Pinch the side of the dough away from you and gently stretch the dough up and fold it back down towards you, and tuck under, so the seam side is now down and the smooth side is up. Turn the bowl a quarter turn, tuck the edge of the dough away from you under by pressing the edge under then pulling towards you, using the side of the bowl facing you as a backstop. Turn the bowl a quarter turn and repeat. Do this a few times until the dough starts to resemble a smooth ball.

Rest, covered, somewhere warm, 1 hour.

Tuck & Rotate: With lightly wet hands, lift the dough up, and stretch the top layer of dough by gently pulling and tucking an edge under the dough, rotating, and repeating 4-8 times until the dough forms into a smooth ball with the seams tucked underneath. If the dough gets sticky, just set it down and come back in 10 minutes.

Rest, covered, somewhere warm, 1 hour.

Trim a piece of parchment paper to squares that will fit your dutch oven. Set aside.

Use the tuck & rotate method again, to shape the dough into a smooth ball.

If the dough feels a little lax and you aren’t confident it will keep it’s shape:
Put it back in the bowl for an hour rest. After the hour, perform one last tuck & rotate and then place onto the parchment, covered with an upside-down bowl for a final 1 hour rest. 

Otherwise, if the dough is feeling like it has enough tension to keep its shape:
Place the dough directly onto the parchment, covered with an upside-down bowl for a final 2-hour rest.

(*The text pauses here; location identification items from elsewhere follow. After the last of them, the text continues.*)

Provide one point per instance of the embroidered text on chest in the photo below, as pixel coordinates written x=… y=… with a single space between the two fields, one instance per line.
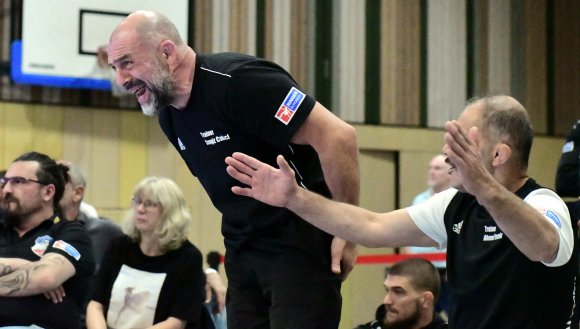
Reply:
x=210 y=137
x=491 y=234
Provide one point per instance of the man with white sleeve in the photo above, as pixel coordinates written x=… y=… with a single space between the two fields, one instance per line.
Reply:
x=509 y=241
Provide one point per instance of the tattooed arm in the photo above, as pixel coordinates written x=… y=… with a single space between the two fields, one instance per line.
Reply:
x=37 y=277
x=9 y=265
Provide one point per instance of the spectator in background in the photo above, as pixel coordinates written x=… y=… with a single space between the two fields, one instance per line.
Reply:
x=152 y=275
x=215 y=291
x=39 y=252
x=412 y=287
x=438 y=180
x=101 y=230
x=510 y=241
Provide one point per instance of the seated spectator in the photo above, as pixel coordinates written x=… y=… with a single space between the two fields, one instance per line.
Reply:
x=412 y=287
x=42 y=257
x=152 y=275
x=101 y=230
x=215 y=300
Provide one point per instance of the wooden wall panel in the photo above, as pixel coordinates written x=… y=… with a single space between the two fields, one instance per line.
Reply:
x=203 y=30
x=566 y=79
x=299 y=46
x=535 y=59
x=348 y=60
x=499 y=47
x=105 y=134
x=401 y=62
x=446 y=60
x=48 y=124
x=132 y=134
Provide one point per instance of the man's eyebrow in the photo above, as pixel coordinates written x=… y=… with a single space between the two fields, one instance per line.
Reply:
x=120 y=59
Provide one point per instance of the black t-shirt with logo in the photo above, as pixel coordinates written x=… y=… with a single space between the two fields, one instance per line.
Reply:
x=241 y=103
x=494 y=284
x=69 y=239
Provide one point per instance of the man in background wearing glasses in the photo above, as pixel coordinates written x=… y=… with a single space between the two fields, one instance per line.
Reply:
x=42 y=257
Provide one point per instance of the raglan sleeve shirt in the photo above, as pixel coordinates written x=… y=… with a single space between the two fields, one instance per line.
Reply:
x=72 y=241
x=429 y=217
x=265 y=101
x=554 y=210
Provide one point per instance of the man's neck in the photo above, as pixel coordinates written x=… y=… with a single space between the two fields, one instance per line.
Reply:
x=184 y=73
x=33 y=220
x=424 y=320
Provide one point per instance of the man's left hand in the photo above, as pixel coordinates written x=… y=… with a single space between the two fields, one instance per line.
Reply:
x=343 y=255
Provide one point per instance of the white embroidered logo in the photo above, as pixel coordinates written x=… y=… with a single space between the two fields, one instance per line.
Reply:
x=493 y=236
x=457 y=227
x=181 y=146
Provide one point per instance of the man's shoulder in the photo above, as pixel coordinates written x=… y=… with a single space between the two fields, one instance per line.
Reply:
x=437 y=322
x=232 y=64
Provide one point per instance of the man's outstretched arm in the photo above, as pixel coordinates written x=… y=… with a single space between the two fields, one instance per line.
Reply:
x=277 y=187
x=335 y=144
x=37 y=277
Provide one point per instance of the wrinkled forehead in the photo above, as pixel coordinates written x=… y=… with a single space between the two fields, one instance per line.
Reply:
x=471 y=116
x=26 y=169
x=398 y=281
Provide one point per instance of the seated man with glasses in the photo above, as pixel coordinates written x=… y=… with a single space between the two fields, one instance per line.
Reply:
x=45 y=261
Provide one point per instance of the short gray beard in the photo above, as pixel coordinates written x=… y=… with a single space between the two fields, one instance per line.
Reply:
x=162 y=93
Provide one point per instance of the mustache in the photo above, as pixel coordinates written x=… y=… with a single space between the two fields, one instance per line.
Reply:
x=133 y=83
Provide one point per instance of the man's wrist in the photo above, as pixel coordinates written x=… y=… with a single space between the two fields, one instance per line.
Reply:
x=210 y=271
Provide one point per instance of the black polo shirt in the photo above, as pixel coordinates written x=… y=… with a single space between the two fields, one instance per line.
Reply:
x=69 y=239
x=241 y=103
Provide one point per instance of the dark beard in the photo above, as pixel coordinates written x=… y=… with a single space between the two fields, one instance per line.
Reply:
x=12 y=219
x=406 y=323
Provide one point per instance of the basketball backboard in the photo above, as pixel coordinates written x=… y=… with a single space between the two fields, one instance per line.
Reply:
x=60 y=38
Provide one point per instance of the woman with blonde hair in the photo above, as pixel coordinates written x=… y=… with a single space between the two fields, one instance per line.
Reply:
x=152 y=276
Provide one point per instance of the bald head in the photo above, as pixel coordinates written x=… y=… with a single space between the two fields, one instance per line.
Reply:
x=438 y=178
x=502 y=119
x=148 y=26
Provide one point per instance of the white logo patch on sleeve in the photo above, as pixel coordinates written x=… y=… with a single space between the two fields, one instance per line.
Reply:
x=568 y=147
x=72 y=251
x=290 y=105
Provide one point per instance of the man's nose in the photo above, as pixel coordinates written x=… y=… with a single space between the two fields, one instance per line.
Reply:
x=121 y=78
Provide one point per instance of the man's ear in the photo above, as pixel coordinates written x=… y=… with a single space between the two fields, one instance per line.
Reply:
x=79 y=192
x=428 y=300
x=501 y=155
x=49 y=191
x=169 y=52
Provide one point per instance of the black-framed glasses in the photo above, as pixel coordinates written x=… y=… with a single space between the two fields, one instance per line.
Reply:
x=147 y=204
x=17 y=180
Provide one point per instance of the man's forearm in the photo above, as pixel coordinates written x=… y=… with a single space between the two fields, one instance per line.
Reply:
x=522 y=224
x=9 y=265
x=37 y=277
x=341 y=172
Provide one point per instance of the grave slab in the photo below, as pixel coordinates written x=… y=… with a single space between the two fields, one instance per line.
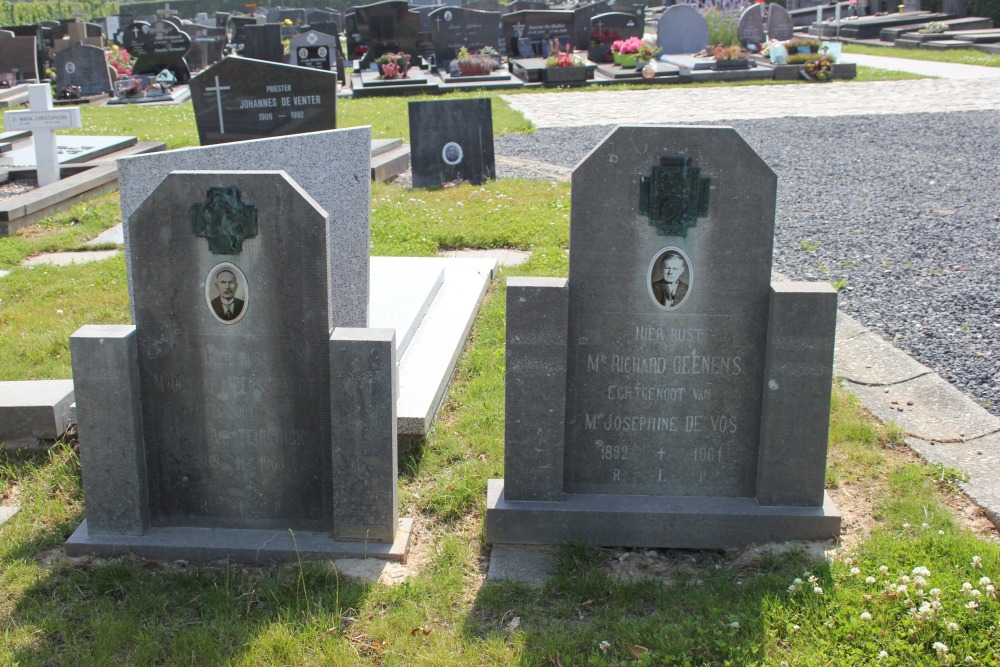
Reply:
x=34 y=409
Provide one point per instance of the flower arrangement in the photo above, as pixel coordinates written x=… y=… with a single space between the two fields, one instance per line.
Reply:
x=119 y=60
x=728 y=53
x=393 y=65
x=818 y=69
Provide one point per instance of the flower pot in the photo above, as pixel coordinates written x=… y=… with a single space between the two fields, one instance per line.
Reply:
x=626 y=60
x=562 y=76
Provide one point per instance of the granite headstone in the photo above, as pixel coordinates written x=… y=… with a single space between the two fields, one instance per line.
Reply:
x=85 y=66
x=779 y=23
x=158 y=46
x=667 y=394
x=229 y=421
x=242 y=98
x=455 y=27
x=682 y=30
x=451 y=140
x=750 y=30
x=527 y=33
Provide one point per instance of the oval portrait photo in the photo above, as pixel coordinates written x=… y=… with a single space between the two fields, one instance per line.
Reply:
x=227 y=293
x=669 y=277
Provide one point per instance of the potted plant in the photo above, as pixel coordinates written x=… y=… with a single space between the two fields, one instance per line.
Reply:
x=393 y=65
x=600 y=45
x=563 y=68
x=472 y=63
x=730 y=57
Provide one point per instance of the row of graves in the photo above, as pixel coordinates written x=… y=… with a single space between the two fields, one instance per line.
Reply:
x=912 y=28
x=666 y=394
x=402 y=49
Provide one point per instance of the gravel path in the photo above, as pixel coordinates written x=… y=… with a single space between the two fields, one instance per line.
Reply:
x=904 y=208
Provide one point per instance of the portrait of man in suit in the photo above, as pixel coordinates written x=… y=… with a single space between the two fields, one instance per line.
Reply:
x=226 y=305
x=670 y=279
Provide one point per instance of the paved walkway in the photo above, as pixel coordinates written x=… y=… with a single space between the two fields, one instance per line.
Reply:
x=960 y=88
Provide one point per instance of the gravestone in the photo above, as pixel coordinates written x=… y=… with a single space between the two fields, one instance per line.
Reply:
x=384 y=27
x=85 y=66
x=43 y=121
x=682 y=29
x=241 y=98
x=527 y=33
x=263 y=42
x=455 y=27
x=156 y=47
x=779 y=23
x=19 y=59
x=249 y=432
x=750 y=29
x=314 y=49
x=667 y=394
x=451 y=140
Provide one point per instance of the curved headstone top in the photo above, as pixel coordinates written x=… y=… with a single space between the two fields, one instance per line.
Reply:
x=751 y=26
x=682 y=29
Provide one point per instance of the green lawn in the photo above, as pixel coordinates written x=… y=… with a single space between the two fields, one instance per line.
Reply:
x=893 y=594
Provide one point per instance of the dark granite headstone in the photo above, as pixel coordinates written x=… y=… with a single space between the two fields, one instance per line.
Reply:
x=779 y=23
x=241 y=98
x=230 y=421
x=451 y=140
x=314 y=49
x=384 y=27
x=19 y=59
x=263 y=42
x=85 y=66
x=527 y=33
x=455 y=27
x=158 y=46
x=667 y=394
x=682 y=29
x=750 y=30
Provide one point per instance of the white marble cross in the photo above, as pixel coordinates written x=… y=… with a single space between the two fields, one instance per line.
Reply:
x=43 y=121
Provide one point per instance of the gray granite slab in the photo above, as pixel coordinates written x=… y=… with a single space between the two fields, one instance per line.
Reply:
x=34 y=409
x=928 y=408
x=332 y=166
x=868 y=359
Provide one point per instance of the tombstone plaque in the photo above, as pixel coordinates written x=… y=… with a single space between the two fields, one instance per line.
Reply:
x=455 y=27
x=314 y=49
x=682 y=29
x=667 y=394
x=85 y=66
x=227 y=421
x=451 y=140
x=241 y=98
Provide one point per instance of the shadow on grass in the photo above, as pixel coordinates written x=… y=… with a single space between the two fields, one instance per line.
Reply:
x=691 y=607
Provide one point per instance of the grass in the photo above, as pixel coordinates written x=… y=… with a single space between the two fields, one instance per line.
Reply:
x=895 y=587
x=961 y=56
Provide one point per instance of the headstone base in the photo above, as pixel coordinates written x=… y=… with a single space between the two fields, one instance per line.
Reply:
x=678 y=522
x=244 y=546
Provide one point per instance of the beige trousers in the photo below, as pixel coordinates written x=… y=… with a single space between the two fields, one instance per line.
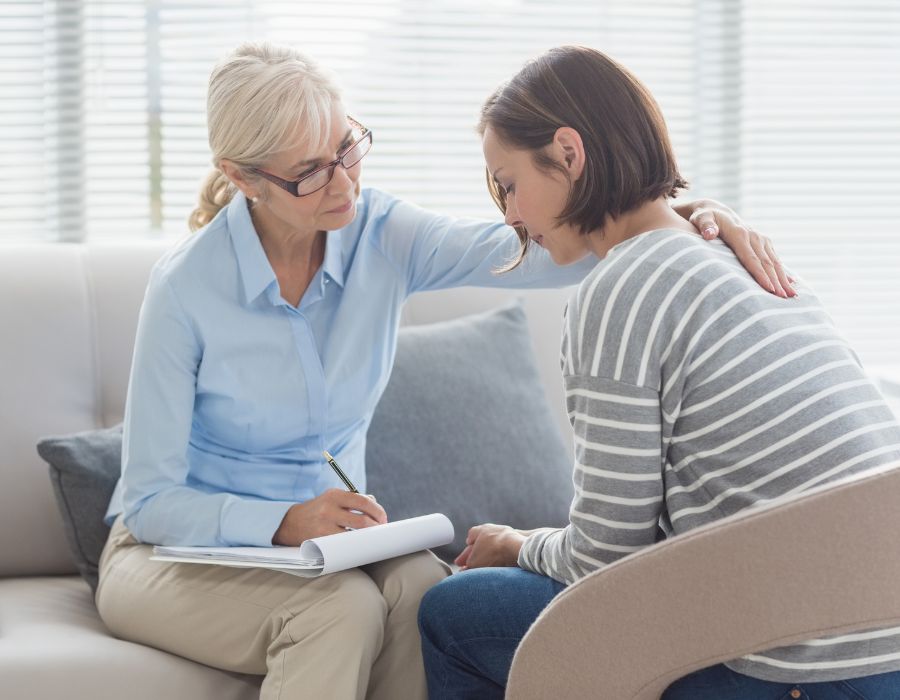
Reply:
x=349 y=635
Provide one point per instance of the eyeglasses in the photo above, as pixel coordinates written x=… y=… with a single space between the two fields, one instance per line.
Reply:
x=320 y=177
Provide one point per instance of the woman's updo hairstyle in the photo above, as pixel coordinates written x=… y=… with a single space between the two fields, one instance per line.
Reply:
x=258 y=96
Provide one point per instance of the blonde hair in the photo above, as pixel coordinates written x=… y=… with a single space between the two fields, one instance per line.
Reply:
x=258 y=97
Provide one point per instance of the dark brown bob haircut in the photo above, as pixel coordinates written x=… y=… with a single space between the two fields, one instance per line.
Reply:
x=629 y=158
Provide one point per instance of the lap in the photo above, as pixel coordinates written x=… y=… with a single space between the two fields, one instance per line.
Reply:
x=501 y=602
x=227 y=616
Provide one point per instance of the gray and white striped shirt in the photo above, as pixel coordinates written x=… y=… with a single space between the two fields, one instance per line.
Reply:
x=695 y=394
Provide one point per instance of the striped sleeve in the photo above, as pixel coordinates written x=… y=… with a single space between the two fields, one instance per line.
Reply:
x=618 y=480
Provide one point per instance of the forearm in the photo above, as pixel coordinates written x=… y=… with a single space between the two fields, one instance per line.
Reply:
x=180 y=515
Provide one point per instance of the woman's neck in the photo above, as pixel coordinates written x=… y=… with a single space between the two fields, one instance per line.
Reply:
x=650 y=216
x=288 y=247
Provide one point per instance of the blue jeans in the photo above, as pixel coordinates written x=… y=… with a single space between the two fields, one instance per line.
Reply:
x=472 y=622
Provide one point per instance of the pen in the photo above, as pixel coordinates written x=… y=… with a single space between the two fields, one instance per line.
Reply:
x=339 y=472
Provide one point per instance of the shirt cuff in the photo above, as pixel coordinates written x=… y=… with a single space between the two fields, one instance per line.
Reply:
x=530 y=555
x=251 y=523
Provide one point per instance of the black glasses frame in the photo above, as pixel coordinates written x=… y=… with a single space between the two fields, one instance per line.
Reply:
x=293 y=186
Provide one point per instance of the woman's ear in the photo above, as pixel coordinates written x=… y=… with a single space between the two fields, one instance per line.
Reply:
x=570 y=150
x=236 y=175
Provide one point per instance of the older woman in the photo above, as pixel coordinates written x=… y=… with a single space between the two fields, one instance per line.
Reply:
x=263 y=339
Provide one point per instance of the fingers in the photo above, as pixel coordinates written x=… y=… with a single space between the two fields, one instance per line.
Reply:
x=354 y=520
x=704 y=220
x=463 y=558
x=766 y=263
x=786 y=280
x=358 y=502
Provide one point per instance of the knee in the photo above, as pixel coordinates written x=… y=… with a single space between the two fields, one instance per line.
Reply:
x=450 y=604
x=409 y=578
x=352 y=608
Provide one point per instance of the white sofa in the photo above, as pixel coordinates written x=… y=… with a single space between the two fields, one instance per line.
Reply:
x=68 y=314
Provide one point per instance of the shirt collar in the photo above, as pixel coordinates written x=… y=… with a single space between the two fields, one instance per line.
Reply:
x=256 y=272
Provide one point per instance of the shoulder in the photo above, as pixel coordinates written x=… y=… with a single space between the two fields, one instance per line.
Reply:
x=652 y=266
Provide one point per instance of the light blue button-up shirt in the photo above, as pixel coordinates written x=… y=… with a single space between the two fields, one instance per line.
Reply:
x=234 y=392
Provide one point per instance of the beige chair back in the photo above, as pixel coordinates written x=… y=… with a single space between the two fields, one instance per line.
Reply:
x=822 y=564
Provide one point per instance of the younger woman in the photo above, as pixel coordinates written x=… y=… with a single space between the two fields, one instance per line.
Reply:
x=693 y=394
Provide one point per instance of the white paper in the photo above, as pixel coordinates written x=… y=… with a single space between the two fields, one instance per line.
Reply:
x=328 y=554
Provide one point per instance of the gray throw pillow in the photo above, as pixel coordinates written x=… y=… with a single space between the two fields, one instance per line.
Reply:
x=464 y=429
x=84 y=468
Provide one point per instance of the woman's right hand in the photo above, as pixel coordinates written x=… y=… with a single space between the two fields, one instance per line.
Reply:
x=327 y=514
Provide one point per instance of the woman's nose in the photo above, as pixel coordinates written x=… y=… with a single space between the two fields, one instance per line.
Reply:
x=512 y=214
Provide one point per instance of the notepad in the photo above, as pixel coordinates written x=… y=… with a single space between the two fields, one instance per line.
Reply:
x=327 y=554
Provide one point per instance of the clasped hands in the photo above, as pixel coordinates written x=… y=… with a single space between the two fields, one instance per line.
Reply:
x=491 y=545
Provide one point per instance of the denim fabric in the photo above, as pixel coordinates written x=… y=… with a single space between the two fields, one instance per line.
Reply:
x=472 y=622
x=721 y=683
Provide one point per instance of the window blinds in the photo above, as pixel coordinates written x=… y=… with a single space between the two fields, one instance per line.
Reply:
x=787 y=110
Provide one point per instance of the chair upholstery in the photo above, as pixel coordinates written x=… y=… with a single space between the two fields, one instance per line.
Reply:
x=822 y=564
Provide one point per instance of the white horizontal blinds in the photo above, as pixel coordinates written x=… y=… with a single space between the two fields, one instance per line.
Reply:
x=820 y=154
x=115 y=118
x=31 y=107
x=193 y=36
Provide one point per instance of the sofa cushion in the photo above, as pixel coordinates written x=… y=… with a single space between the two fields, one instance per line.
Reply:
x=54 y=645
x=84 y=468
x=464 y=428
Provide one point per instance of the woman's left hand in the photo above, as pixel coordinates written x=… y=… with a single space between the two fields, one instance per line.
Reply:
x=755 y=251
x=491 y=545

Move dough to fridge and allow to rest 3–24 hours, covered by an upside-down bowl.

BAKE

Leaving the dough in the fridge, preheat your oven with the dutch oven inside to 450˚F (230˚C).

When oven is preheated, remove the dough from the fridge, lightly dust with flour, and score the dough with a bread lame.

Remove the dutch oven and drop the parchment paper with the dough into the dutch oven. Bake for 35 minutes covered, then 10-15 minutes uncovered, or until dark golden brown.

Remove loaf from dutch oven and allow to cool on a rack for 1 hour.

I’ve updated the recipe since making this video, but the techniques shown are still helpful to see!